My female that I trapped still has not spit the fry its been a week should I be concerned . She is a tank of her own. Shes a Melanochromis Auratus think thats the name. Thanks Pat


----------



## desjardo (Aug 30, 2008)

http://www.cichlid-forum.com/articles/stripping_fry.php

Try this if your worried...


----------



## sawman88 (Sep 29, 2008)

Alot of fish have lost the natural instinct to release their fry. so stripping is a necessaity. also In the wild the mother fish will realease them so she can eat and the fry can eat as well but this doesnt seem to be the case so as that link says your going to have to strp them. i strip fish all the time the more you do it the less they seem to care. i personally dont see anything inhumane about it.


----------



## Riceburner (Mar 14, 2008)

I used to separate her into the fry tank and gently use my fingernail to pry her lower jaw open and let the fry out...under water as much as possible.
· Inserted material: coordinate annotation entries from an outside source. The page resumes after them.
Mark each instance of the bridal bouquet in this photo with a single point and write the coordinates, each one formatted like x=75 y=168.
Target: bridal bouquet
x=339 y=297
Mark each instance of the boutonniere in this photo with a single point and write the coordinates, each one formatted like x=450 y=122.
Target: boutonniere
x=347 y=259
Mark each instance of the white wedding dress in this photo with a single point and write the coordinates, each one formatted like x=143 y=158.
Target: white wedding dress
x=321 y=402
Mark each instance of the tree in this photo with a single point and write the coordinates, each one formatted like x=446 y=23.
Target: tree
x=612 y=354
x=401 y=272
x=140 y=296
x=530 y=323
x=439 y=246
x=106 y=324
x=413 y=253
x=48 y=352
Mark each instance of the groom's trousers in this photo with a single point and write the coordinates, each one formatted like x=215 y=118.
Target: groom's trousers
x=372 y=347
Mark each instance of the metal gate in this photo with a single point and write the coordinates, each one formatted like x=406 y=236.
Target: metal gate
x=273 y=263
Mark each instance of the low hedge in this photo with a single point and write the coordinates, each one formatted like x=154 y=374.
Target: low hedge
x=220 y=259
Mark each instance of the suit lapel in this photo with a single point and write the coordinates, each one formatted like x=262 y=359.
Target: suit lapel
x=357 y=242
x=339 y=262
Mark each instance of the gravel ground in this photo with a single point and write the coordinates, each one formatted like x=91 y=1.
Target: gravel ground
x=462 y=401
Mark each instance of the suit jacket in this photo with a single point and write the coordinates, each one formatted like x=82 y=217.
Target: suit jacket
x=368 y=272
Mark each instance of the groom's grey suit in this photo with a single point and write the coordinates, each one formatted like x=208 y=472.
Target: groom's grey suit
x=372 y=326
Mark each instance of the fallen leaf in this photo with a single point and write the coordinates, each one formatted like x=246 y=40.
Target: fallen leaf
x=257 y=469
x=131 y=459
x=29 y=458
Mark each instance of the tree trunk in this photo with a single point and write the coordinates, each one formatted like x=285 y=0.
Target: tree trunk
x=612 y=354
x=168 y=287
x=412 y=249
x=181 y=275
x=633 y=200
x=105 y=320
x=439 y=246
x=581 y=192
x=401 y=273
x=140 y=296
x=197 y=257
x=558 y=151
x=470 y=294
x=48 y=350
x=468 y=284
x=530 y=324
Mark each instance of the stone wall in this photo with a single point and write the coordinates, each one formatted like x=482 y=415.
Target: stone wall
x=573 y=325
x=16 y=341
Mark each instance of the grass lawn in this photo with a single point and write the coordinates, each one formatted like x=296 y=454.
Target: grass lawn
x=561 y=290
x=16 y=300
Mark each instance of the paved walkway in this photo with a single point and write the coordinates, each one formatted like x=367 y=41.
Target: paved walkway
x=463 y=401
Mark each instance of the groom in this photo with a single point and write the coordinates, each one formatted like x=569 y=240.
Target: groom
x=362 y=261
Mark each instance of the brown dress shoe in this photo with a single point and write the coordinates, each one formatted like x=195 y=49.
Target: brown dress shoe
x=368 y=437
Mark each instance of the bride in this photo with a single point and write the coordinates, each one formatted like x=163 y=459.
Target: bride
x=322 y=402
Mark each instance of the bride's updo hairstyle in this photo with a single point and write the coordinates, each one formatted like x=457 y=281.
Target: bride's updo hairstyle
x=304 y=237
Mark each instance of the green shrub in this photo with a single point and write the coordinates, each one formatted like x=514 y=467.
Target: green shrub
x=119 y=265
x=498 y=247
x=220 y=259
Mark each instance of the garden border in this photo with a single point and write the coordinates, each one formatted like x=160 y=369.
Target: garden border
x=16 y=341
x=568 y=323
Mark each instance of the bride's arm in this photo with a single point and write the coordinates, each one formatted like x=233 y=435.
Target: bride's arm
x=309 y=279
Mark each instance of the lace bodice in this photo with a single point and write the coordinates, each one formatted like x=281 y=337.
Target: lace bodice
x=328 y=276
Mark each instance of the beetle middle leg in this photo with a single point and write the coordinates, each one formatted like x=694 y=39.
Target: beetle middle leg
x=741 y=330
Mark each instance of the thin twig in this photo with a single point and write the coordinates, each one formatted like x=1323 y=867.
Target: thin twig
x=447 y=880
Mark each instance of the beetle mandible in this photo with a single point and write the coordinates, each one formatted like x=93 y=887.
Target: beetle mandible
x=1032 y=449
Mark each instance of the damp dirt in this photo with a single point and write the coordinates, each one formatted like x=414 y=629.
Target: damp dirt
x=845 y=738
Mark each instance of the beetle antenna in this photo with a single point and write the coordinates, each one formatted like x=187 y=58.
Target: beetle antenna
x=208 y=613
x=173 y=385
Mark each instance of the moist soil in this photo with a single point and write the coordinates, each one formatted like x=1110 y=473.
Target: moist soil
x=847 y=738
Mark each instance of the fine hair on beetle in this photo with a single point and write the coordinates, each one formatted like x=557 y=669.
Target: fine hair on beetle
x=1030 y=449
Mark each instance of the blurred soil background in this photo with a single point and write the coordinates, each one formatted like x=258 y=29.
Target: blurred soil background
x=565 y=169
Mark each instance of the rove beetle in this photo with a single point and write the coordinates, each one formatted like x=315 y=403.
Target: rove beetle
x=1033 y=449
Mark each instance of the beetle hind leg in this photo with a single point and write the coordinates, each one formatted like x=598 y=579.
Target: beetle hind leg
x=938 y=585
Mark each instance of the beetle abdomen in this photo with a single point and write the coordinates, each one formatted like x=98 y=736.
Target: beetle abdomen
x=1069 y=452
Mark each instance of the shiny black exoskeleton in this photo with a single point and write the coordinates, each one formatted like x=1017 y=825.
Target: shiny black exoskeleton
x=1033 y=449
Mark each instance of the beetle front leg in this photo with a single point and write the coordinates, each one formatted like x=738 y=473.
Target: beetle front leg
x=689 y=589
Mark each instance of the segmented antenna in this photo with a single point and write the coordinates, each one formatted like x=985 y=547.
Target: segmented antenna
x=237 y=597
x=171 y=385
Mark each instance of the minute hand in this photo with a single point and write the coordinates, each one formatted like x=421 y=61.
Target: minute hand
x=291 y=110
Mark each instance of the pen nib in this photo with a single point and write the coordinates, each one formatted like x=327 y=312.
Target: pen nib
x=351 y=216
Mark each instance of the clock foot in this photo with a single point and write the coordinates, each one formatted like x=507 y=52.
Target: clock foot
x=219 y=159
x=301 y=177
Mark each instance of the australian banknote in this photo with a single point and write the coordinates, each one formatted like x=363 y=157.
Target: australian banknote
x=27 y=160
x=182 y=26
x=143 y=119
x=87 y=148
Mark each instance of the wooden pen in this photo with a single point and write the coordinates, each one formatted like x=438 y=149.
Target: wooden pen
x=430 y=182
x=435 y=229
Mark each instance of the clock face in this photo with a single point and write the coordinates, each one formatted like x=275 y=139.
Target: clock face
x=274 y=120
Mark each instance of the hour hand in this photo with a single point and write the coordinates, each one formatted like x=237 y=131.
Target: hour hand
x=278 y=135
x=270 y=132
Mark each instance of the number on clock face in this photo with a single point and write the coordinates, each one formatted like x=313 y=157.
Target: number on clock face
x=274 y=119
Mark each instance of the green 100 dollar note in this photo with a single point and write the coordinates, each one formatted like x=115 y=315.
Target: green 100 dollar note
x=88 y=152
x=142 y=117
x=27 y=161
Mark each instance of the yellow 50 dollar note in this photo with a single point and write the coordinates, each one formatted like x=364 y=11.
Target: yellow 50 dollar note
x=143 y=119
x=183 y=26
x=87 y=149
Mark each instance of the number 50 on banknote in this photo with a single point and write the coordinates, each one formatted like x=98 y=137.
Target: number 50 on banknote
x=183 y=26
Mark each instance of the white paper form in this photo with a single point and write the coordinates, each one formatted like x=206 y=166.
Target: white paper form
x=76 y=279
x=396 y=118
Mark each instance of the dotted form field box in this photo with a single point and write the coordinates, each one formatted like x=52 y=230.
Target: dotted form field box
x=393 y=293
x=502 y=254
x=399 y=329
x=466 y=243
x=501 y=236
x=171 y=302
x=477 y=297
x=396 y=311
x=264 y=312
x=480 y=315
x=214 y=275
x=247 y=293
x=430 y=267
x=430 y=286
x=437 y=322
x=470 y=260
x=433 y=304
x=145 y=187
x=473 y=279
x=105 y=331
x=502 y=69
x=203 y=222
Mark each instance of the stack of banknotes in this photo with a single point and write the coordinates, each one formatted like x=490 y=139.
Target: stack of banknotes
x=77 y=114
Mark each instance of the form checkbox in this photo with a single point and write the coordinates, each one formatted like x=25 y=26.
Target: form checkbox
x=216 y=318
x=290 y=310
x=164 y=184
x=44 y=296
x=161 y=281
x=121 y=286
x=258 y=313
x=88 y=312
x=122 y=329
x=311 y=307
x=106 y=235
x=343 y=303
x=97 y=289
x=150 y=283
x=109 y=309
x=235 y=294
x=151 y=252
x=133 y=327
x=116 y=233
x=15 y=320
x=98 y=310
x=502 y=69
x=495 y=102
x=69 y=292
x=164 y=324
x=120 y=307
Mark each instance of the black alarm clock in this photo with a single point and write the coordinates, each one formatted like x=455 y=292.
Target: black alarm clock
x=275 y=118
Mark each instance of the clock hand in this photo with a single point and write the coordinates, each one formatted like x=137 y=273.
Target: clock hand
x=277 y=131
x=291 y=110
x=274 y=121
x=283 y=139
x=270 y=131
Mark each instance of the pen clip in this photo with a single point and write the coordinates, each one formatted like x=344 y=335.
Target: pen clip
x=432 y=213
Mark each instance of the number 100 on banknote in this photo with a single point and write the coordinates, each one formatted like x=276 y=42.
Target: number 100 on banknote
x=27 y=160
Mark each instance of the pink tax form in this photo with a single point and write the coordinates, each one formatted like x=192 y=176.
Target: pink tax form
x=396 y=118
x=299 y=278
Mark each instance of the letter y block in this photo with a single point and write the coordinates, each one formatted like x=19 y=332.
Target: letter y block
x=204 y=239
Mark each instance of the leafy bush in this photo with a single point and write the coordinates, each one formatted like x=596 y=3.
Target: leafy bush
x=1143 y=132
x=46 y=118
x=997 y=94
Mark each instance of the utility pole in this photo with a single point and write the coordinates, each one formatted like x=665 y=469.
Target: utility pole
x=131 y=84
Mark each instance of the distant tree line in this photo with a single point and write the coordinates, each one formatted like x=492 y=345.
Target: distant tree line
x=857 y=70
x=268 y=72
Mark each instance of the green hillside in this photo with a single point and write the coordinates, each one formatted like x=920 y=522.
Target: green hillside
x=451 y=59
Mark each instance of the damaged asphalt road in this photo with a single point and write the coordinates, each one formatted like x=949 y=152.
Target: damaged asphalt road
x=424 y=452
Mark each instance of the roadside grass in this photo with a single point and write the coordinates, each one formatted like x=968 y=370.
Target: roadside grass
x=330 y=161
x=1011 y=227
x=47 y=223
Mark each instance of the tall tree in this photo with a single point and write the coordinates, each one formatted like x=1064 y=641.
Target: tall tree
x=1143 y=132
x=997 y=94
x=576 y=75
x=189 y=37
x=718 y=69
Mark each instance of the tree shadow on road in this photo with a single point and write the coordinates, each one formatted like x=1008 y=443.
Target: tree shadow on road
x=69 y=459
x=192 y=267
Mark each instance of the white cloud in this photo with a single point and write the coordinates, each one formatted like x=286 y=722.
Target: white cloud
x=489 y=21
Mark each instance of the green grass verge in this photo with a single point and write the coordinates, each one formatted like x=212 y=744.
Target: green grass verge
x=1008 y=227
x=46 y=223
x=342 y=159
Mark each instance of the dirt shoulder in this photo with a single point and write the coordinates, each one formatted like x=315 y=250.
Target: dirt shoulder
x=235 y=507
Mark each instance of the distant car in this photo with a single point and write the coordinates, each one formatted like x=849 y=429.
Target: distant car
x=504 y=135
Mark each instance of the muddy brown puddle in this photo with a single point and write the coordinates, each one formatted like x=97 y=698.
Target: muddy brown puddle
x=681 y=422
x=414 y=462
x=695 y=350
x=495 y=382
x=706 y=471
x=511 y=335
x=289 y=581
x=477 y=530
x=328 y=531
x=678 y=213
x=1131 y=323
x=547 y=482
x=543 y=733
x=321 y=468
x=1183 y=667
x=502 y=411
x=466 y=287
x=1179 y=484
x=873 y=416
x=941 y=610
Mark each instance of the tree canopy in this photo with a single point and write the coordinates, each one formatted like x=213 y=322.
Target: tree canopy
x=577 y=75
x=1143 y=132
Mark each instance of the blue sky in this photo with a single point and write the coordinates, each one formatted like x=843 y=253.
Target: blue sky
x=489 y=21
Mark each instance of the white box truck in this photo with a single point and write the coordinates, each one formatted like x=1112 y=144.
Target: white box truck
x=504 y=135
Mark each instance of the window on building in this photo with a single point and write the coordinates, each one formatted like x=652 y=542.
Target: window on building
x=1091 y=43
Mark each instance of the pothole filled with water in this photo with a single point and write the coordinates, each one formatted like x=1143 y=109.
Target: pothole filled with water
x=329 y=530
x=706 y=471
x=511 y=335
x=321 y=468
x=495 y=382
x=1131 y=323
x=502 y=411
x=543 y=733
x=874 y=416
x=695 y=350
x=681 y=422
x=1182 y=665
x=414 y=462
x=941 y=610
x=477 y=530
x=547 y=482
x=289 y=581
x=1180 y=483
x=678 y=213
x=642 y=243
Holding her with one hand either in the net or if she is not splashing around with my bare hand.


----------



## pat3612 (Jan 29, 2008)

Thanks guys for your help Ill leave her for another week and then strip her if I have to. I dont want to strip her too early.


----------



## Patrick (Dec 1, 2008)

I always let the female hold full term the first time. This serves the purpose of knowing if the female is a good mother or not, and also allows me to maintain records of how long different species brood. I remove the female from the breeding tank usually 5-10 days after the spawn. After she have released the fry for the first time I let her stay in the fry tank for 2-4 days to recover and eat.

Personally I do not want to breed on a female that does not hold full term. The reason why there are so many "bad" females is most likely because there is no natural selection and they have been stripped for generations. In the wild, the genes of a female that does no look after her offspring will not be carried on.

In the link to cichlid-forum there is a picture of how a person strips the female by holding the fish with a fishnet between the fingers and the fish. I don't recommend this as it's very easy to damage the slime coat this way. 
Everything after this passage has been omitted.